Angelina Toros

Interview
3D + Motion

Angelina is a 3D Designer and Art Director. Her experience in creating brilliant bold and joyful animations and stills to tell brilliant, engaging stories has seen her create narratives for Nike, Beats by Dre and Bulgari. Angelina's design are playful and nostalgic, eliciting childhood memories. We spoke to her about her style, influences and working in 3D.

What three words would you use to describe your style?

Light-hearted, eclectic and naive. I like to make objects tell a story and build associations through their look, behaviour or placement. Those associations often link to things, images and ideas from childhood and create a bit of a bittersweet nostalgic feeling. It’s also interesting to play with different layers of meanings and have one object hint on different things and offer more than one way to interpret it for the viewer.


Creatively what are your biggest influences?

‘I spy’ book series. It’s books with very detailed and busy photographs of different sets of objects built from toys, food and everyday objects. Each set has a theme and tells a little story and mimics reality in a playful way. Since I saw them as a child, I was absolutely fascinated by how those photos made you observe the mundane objects in a different light and discover what stories they have to tell. This is something I’m now trying to do in my work, gathering inspiration from mundane situations or childhood memories and reworking them into little narratives.
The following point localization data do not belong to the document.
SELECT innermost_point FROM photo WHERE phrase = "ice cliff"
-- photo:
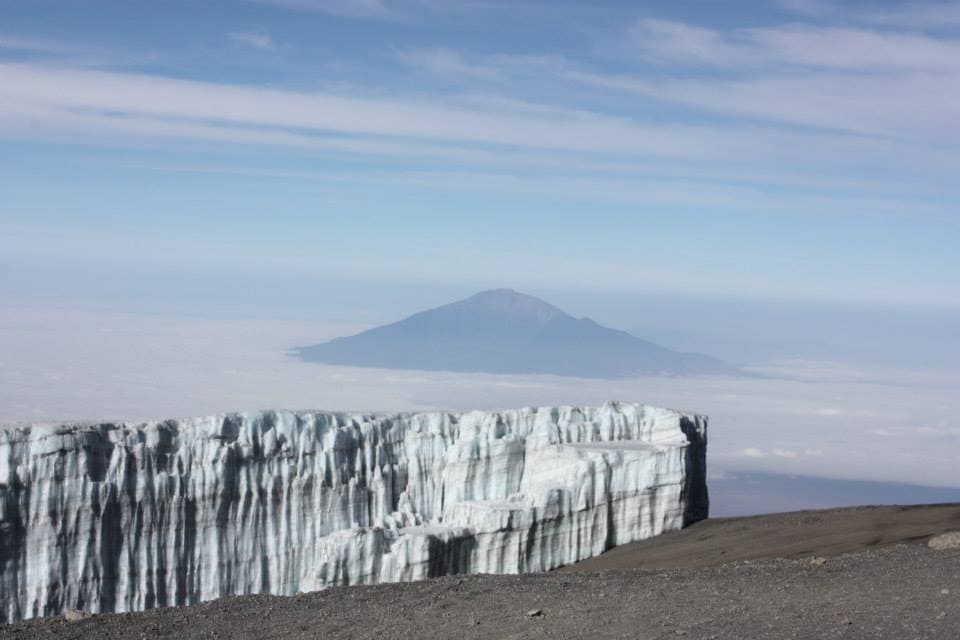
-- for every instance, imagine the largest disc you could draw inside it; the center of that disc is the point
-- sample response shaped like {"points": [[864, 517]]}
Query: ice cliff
{"points": [[124, 517]]}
What excites you about working in 3D?

For me the most exciting thing about working in 3D is how easy it is to create an entire story from absolute nothing. You can single-handedly model, build, direct and ‘film’ a short movie and literally make it anything you want because all the tools are there for it. Collaborative nature and the sense of community is another thing I adore. Even if you work entirely on your own, you can use tutorials, materials, models, scans, setups built by other people and it creates this brew of looks and ideas that influence one another and make ideas evolve.
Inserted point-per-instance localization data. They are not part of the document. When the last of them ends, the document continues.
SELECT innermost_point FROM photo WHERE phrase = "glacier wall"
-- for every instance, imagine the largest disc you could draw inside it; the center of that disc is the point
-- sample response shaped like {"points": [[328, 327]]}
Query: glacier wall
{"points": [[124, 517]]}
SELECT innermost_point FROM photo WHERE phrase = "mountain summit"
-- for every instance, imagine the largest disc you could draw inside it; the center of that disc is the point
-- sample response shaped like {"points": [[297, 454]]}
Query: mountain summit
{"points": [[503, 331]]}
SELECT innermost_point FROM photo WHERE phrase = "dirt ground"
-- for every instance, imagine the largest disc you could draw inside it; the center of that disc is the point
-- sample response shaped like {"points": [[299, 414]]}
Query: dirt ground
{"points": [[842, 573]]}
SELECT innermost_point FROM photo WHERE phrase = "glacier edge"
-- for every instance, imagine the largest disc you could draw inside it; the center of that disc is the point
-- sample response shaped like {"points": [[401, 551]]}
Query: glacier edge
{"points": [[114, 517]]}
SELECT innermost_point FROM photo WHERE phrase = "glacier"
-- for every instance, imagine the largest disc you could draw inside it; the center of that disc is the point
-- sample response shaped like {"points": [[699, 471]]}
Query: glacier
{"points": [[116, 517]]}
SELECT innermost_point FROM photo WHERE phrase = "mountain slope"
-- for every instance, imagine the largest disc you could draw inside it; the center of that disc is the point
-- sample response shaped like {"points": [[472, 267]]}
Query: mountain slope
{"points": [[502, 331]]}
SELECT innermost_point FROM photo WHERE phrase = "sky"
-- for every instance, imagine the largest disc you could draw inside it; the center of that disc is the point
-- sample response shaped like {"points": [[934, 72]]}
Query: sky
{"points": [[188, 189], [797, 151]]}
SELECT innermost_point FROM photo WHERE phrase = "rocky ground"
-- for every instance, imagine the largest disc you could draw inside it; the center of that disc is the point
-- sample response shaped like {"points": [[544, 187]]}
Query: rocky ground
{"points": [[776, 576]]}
What is the project/work you are most proud of?

My ongoing collaboration with Avgvst jewellery is definitely the project that I cherish the most. We are very aligned creatively and take our inspiration from similar territories, trying to play with the viewer and hide associations and cultural references in every piece we create. But most importantly for me, Avgvst is a brand that truly stands for ideas of freedom, peace and equality and I love being able to communicate those ideas to the large audience of their customers in a very gentle, playful and aesthetically pleasing way.

Work for Avgust

How is your practice evolving as technology does?
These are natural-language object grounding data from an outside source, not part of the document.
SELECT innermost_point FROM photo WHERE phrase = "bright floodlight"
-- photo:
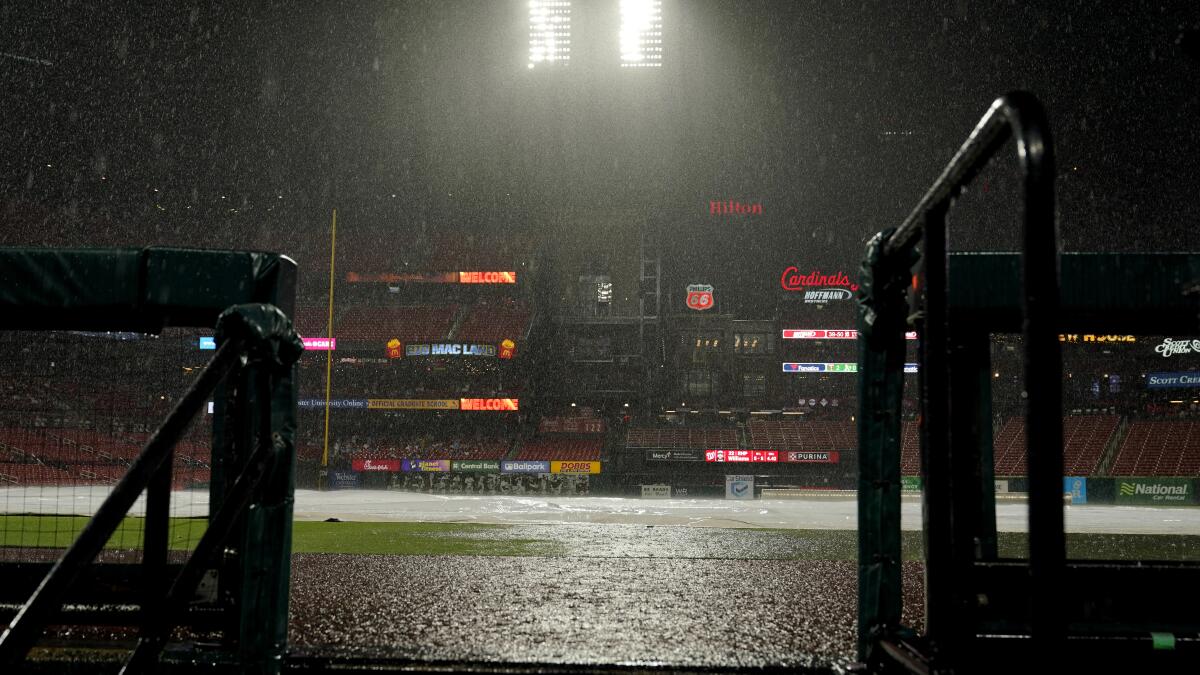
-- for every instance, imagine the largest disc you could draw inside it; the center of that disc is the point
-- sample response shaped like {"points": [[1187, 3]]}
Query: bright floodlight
{"points": [[550, 33], [641, 33]]}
Overall I’d say that I am very conservative in my practice and rarely change the way I work when new tools come out. My colleagues laugh at me that I’m always the latest to update my software. I have always been more interested in developing the ideas and the look rather than in technical solutions, so new tools rarely excite me unless they introduce a new style that was unachievable before. For example when RunwayMl came out it became really easy to play with the aesthetics of machine learning and I created a set of concert visuals for Vladimir Martynov & Moa Pillar based on that aesthetic.